1) The State Department's diplomats and the FBI's spies have a major, longstanding disagreement over what should be considered classified. Basically, diplomats want to actually talk about things, while spies want everything possible to be kept as secret as possible. As a result there is a natural conflict there, as diplomats use not-fully-secure systems to discuss things the spies wish they would only email about under strict security. I am most definitely on State's side here, we call far too many things "secret" in this country! See this article for another example of this issue, not related to Hillary's email server: http://www.wsj.com/articles/clinton-emai...1465509863
So, for me, the one maybe valid question about this mostly-irrelevant "scandal" is this: are any of the so-called classified things in this report actually things that State also thought should be classified at the time, or are they just things that the FBI did but State did not? I expect most, if not all, of it to be the latter, since that certainly fits with the pattern we know of, of diplomats wanting to actually discuss things versus the FBI wanting everything to be secret. I think diplomats should be able to discuss things with eachother without insane layers of secrecy attached to every discussion of things that are in the public record whether or not the FBI wishes they weren't.
2) Old people don't understand the internet; this is surely part of why Hillary had her own server. Also, government systems are not always great; apparently State's secure email system was kind of a pain to use, or something.
3) The Republican Party is going to massively exaggerate anything they can about the Clintons, as they have since 1992. Even beyond the FBI v. State conflict, the FBI director himself is a Republican Bush appointee who Obama kept for some reason, so he probably is biased against Hillary to at least some degree. It's quite noteworthy that he could not come up with any grounds to indict, despite all that.
So ultimately, I still think that this whole scandal doesn't really matter. I've never cared if she used a private email server or not, beyond how it opened her up to this line of attack, and this report doesn't change my mind on that. The most that will come out of this are more Republican wastes of taxpayer money on failed anti-Clinton investigations and some attack ads this election that won't go anywhere due to their candidate being Trump.
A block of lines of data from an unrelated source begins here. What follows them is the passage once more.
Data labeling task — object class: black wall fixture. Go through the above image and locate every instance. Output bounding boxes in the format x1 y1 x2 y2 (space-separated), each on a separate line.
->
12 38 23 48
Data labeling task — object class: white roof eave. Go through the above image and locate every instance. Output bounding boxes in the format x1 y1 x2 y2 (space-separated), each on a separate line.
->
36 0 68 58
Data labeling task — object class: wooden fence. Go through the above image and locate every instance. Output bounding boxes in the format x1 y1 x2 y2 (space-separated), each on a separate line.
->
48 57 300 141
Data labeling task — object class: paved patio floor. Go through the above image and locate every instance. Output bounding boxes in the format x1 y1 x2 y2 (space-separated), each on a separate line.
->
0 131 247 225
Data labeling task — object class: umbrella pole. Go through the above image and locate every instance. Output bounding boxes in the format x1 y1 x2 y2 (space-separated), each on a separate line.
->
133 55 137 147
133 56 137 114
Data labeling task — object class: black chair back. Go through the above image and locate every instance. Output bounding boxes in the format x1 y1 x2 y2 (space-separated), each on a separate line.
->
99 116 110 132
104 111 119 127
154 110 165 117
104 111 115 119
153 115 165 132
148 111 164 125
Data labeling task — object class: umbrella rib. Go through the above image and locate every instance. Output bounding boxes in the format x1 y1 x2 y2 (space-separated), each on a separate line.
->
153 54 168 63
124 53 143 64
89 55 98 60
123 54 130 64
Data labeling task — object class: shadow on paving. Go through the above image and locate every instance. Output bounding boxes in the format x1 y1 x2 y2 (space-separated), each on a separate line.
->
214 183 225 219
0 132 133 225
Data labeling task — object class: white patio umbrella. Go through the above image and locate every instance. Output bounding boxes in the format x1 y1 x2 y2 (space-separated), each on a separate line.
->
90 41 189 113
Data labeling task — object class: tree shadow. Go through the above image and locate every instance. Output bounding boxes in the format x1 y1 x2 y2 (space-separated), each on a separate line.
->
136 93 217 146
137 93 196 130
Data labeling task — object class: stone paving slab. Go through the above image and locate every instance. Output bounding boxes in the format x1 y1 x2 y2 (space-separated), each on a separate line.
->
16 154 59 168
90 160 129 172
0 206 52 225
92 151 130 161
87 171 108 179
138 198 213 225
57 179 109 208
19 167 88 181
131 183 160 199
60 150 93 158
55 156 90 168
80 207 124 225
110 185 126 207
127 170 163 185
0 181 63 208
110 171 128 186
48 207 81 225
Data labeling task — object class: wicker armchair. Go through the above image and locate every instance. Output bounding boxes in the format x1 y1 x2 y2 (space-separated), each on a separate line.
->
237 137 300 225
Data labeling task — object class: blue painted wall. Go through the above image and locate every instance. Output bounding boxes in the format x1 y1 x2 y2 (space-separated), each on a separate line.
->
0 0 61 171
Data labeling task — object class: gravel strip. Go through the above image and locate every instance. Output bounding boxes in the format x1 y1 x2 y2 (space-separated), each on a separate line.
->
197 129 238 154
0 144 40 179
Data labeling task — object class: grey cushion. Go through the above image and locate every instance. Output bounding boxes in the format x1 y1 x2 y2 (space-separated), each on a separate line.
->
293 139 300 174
Quote:I wanted to clear one thing up. I am not suggesting any vast conspiracies here. I'm suggesting a bunch of really tiny conspiracies, the sort that actually do exist in the real world. That is, of the back room "you scratch my back, I'll scratch your's" type that define a lot of politics. The main difference is that I don't think anyone has any huge plans. These are purely "in the moment" conspiracies that have no real goals beyond the next election cycle, and all of these backroom deals all conflict with each other because, again, it's all a bunch of tiny machinations, Game of Thrones style. That said, the vast majority of government's injustice has less to do with those backroom deals and more to do with sheer incompetence on a large scale.Okay. Well, it is true that government officials often do do things that could be seen as corrupt for money or political support -- the old "war on pork" is an example of fighting this, though that had some negative unintended consequences, as pork programs like those were a good way to get someone to support a bill (by putting in something for their district into the bill), which now are much harder to pull off. But actual full-on corruption? Yes, it happens of course, but I don't think it's quite as common as you seem to.